6. Setup of VPC Peering

  • To interact between two VPCs, you can set up a VPC Peering Connection.

    • Then, under VPC Peering Connections, create a peering request from a peering connection out of one VPC (VPC-A 10.0.0.0/16) into the target VPC (VPC-B 192.168.0.0/16).

    • By accepting the request in the target VPC and updating the route tables in both VPCs to allow traffic between the two CIDR ranges.

    • Now, instances in both VPCs can communicate privately over the internet.

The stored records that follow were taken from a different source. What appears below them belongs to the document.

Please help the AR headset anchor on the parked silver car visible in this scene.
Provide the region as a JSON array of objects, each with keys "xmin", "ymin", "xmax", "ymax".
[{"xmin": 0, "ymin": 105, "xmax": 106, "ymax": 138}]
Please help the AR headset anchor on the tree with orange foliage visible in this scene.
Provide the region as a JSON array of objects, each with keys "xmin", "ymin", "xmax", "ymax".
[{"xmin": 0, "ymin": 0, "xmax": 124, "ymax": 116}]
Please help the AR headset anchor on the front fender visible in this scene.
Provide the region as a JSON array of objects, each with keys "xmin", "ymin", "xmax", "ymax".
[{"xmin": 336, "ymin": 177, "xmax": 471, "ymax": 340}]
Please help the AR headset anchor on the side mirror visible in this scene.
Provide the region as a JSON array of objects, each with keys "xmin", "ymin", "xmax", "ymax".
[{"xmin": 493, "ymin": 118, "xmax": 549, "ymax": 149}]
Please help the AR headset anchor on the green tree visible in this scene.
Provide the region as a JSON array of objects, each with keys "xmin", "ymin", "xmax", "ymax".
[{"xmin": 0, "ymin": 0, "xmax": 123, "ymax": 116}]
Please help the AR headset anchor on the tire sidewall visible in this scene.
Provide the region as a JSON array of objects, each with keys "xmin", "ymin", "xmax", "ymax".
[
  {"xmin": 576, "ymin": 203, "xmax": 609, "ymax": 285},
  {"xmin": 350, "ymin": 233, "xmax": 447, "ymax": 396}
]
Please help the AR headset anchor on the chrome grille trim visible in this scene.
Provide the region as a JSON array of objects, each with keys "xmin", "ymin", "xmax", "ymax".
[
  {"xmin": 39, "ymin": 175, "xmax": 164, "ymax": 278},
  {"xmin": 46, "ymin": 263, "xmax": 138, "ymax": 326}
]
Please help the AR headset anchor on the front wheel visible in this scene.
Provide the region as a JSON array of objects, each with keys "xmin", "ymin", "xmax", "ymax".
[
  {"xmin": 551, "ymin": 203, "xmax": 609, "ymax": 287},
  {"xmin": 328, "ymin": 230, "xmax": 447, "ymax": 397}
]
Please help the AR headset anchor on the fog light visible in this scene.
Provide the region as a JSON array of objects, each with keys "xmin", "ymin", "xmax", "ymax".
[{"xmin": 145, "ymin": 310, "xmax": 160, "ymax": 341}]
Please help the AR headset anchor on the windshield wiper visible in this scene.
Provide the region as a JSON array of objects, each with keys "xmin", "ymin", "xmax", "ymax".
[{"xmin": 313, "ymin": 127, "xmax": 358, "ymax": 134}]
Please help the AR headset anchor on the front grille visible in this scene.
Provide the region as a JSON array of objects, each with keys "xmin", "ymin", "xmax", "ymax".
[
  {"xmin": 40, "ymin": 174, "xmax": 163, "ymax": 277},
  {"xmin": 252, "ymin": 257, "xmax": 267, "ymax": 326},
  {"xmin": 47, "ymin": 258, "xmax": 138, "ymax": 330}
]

7. Security Groups and NACLs

  • Define Security Groups to control the traffic to EC2 instances. For example, allow SSH access on port 22 from a trusted IP range.

  • Implement NACLs to provide an extra layer of security by controlling the inbound and outbound traffic at the subnet level.

Real Use Case: Setting up a Multi-AZ Web Server in AWS VPC

VPC and Subnet Configuration

  1. VPC and Subnet Configuration

    • Create a VPC (10.0.0.0/16) with 2 subnets:

      • Public Subnet: 10.0.1.0/24

      • Private Subnet: 10.0.2.0/24

  2. Deploy EC2 in the Public Subnet

    • Create an EC2 instance in the public subnet.

    • Attach a security group that allows HTTP (port 80) and SSH (port 22) from the internet.

  3. Deploy EC2 in the Private Subnet

    • Launch another EC2 instance in the private subnet. Use this instance for backend services or databases that don’t need direct internet access.

    • Configure internet access for the instance, via NAT Gateway.

  4. Cross-VPC Communication — VPC Peering

    • Let's assume you have another VPC (192.168.0.0/16) for more resources Next, configure VPC Peering between MyVPC and your secondary VPC, so that your instances in both VPCs can communicate without having access to the internet.

Conclusion

AWS VPC also offers ultimate control over your architecture. Understanding CIDR blocks, subnets, route tables, and other components such as internet gateways and VPC peering enables you to build scalable and secure cloud environments. From running a simple web server to designing a complex multi-VPC architecture, these are a must-know for anyone in Cloud.